If Lynch wants to come back and give it a final ride, playing for his hometown team - one that went 12-4 last year, just lost its leading rusher and wants to build on a season that essentially ended after quarterback Derek Carr suffered a season-ending injury - mount up, Marshawn. It's your life; you get to do what you want. The pull of football, the adrenaline of Sundays, the cheers during the end zone celebration, they have to be intoxicating. You'd forgive a guy for wanting it all back. But if we're talking football, both from the Raiders' perspectives and Lynch's, then this whole thing is one giant red flag.

In a rare moment of stability for the franchise, far away from the days where Al Davis want speed, power and names on his roster, with high hopes of playoff success under Carr's high-powered offense, Oakland is off seeking another sideshow - the veteran coming out of retirement to save the day. It doesn't work like that. The track record of NFL players returning from retirement is poor, and that's a nice way of putting it. Exclude the Brett Favre types who flip-flopped in the same offseason, players who retired for a year only to return tend to be shadows of their former selves. And the ones that do succeed tend to have extenuating circumstances that make their retirement a good thing for their game - a reset, if you will. (Randall Cunningham comes to mind). Lynch stopped because he wanted to stop, had injuries that helped the decision and plays a position that doesn't treat its senior citizens kindly. And now he's going to come back into it all?

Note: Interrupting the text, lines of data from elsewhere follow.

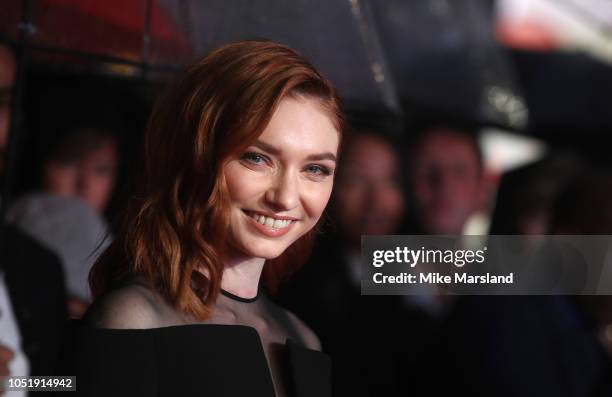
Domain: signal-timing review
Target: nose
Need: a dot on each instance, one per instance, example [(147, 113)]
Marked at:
[(283, 195)]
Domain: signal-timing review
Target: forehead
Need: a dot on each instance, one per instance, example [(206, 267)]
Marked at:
[(301, 125)]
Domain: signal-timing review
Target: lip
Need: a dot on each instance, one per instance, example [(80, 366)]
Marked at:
[(267, 231)]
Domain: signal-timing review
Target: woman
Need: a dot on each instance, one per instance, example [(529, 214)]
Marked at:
[(238, 168)]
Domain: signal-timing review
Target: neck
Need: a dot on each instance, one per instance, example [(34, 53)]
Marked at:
[(241, 276)]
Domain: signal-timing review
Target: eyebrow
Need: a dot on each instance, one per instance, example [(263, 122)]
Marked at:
[(313, 157)]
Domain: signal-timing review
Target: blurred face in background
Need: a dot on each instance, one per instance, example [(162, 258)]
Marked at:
[(7, 77), (89, 175), (368, 197), (447, 177)]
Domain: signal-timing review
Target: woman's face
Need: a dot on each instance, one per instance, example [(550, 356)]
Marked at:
[(280, 185)]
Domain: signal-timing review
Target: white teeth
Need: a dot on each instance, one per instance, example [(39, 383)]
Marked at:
[(270, 222)]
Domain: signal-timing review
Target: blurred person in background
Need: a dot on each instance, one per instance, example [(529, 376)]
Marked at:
[(80, 161), (83, 164), (526, 195), (446, 174), (556, 345), (32, 294), (375, 341)]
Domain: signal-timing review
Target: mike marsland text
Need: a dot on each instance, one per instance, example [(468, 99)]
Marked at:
[(438, 278)]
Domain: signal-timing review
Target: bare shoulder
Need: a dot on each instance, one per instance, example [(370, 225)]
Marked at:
[(309, 338), (130, 307)]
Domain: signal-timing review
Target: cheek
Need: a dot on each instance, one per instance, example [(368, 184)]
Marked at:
[(315, 199), (242, 185)]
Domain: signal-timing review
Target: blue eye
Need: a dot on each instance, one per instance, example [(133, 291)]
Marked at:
[(318, 170), (254, 158)]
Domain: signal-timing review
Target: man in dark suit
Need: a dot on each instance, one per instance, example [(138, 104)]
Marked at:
[(33, 302)]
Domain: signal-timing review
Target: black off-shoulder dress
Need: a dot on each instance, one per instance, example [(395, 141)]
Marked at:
[(187, 360)]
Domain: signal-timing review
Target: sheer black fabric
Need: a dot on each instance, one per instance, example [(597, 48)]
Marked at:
[(132, 343)]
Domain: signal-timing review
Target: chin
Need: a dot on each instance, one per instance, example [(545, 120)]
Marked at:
[(266, 249)]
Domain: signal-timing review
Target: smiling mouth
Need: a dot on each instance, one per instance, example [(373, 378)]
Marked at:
[(272, 223)]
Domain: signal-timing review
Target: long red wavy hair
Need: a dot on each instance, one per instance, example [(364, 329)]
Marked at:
[(175, 226)]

Lynch will be 31 at the start of the season. The very-few backs who tend to succeed at that age are the ones who've stayed healthy their entire careers. Running backs get old quickly because the body can't take the pounding and if there's an injury in one place, that means your compensating somewhere else and everything gets out of whack quickly. It's why the two best running backs seasons by guys over 31 were had by Curtis Martin (whose missed career games you can count on one hand), Tiki Barber (who retired the next year), Thomas Jones (who was kind of a late-career freak, aided by the fact he didn't accrue too many hits early in his career) and then the Walter Paytons and Emmitt Smiths of the NFL. Notice Earl Campbell isn't on that list and I doubt Marshawn Lynch would be either.

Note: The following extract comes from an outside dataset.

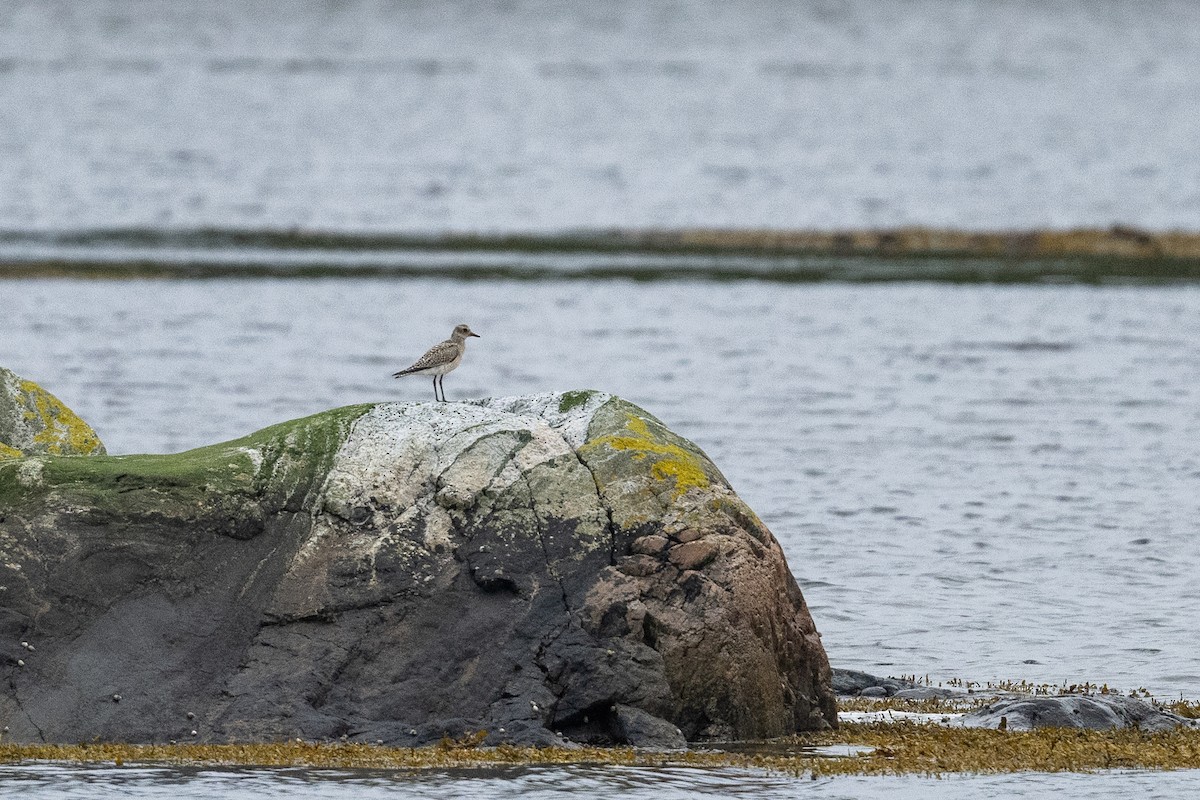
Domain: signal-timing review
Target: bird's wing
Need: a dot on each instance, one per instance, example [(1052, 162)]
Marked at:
[(437, 355)]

This isn't to say Lynch couldn't be a productive NFL back in 2016. If he got himself in football shape, played behind a fine offensive line and wasn't the focal point of the offense, he could have a reasonably good season. But the key thing is: He's not going to be the Marshawn Lynch who was dragging Saints defenders down the field in a playoff game or Beast Moding his way through six playoff games like in 2013 and 2014. His ceiling is a decent NFL running back. His bottom is a washed-up retiree who caught the bug and held on too long.

The bigger things is that whatever Marshawn Lynch is most likely to become, there's a young, hungry, fresh running back out there who will do just as well. Jordan Howard, Jay Ajayi, David Johnson, Devonta Freeman and Isaiah Crowell were all top-15 backs in 2016. Alfred Morris went from an unknown rookie to the NFL's second-leading rusher in 2012. DeMarco Murray turned an okay rookie season and decent sophomore campaign into a dominant third season and massive contract. The young guys are out there and it's not even necessarily a matter of finding the right one. Pick someone in the third round, build an offensive line around him and then use him to compliment Carr's vertical passing game. Why does it need to be Lynch? It's like hiring a fading Hollywood star to play an extra.

Of course, if the Raiders don't get him, their eyes will probably shift right to Adrian Peterson, a soon-to-be 32-year-old who has the same mileage, the same injury problems and the same career fade as Marshawn Lynch. The Raiders are gonna Raider.